I am trying to produce 95% confidence intervals for a non-linear mixed effects model using the bootstrap method described by @BenBolker here. I may be misunderstanding some of the functions used. My goal is to simulate the 95% confidence intervals for each level of the predictor (in this example case, year).
Below is reproducible code using the FlexParamCurve
package's dataset penguin.data
. To be clear, the code provided is a modified version of Dr.

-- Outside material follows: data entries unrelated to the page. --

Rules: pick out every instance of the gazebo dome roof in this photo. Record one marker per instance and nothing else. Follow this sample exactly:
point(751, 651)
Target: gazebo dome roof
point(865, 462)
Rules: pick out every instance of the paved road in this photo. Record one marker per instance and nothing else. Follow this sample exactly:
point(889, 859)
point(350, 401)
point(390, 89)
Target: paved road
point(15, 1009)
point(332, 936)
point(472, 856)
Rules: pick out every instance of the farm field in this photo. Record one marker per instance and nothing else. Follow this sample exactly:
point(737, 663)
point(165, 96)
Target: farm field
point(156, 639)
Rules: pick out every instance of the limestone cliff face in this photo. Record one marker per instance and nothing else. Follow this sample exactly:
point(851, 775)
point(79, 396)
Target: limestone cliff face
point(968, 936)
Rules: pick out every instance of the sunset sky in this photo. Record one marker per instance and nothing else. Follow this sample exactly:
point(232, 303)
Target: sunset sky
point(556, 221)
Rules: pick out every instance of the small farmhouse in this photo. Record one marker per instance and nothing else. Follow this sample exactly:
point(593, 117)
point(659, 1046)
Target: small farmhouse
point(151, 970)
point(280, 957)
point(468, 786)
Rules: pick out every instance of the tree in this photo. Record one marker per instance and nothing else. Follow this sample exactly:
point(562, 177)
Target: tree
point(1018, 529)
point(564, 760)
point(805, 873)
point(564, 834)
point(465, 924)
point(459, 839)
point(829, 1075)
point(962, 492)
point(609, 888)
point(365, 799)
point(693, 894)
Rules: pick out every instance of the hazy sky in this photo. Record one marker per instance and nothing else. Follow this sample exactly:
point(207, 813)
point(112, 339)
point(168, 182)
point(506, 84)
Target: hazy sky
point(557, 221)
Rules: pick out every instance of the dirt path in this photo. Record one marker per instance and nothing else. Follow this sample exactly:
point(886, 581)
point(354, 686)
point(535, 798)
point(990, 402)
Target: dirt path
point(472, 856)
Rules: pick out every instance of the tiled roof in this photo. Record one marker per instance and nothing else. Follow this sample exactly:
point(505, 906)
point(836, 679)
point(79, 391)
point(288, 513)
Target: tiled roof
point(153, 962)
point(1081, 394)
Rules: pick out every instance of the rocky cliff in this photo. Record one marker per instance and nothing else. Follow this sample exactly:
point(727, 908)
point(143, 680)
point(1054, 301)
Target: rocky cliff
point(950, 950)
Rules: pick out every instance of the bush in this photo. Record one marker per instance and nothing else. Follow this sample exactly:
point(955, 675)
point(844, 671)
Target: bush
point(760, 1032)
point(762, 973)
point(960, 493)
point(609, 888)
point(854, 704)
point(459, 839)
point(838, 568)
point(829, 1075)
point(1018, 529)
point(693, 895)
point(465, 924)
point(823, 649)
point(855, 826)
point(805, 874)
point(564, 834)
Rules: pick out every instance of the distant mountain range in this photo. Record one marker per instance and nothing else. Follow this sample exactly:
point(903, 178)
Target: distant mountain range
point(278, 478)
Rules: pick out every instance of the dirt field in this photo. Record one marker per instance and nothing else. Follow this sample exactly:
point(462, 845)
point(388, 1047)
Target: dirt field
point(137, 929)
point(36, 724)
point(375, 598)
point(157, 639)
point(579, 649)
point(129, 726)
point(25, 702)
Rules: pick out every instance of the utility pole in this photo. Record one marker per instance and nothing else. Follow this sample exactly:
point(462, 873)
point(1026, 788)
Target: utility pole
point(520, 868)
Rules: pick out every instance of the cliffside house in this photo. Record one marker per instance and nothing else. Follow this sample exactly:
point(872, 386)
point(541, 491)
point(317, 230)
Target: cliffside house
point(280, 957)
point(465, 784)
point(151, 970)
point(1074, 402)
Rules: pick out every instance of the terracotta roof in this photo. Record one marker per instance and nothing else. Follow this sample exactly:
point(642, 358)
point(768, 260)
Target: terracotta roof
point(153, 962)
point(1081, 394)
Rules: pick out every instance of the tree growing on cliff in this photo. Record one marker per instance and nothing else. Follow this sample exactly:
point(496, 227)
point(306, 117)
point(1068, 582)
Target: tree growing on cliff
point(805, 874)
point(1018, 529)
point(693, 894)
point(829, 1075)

Bolker's code he provided in his answer to the linked question above.
library(FlexParamCurve) #also loads package 'nlme' which is needed.
library(ggplot2)
set.seed(1234)
##creating model
fm2 <- nlme(weight ~ SSlogis(ckage, Asym, R0, lrc),
data = penguin.data,
fixed= list(Asym ~ year,
R0 ~ year,
lrc ~ year),
random = Asym ~ 1,
start = c(Asym = 1000, 0,
R0 = 21, 0,
lrc = 1, 0),
control = list(maxIter = 100),
na.action = na.pass)
#created simulated x ('ckage') values to use in prediction below
xvals.peng <- with(penguin.data,seq(min(ckage),max(ckage),length.out=100))
nresamp <- 100
## utility function
get_CI <- function(y,pref = "") {
r1 <- t(apply(y , 1 , quantile , c(0.025 , 0.975)))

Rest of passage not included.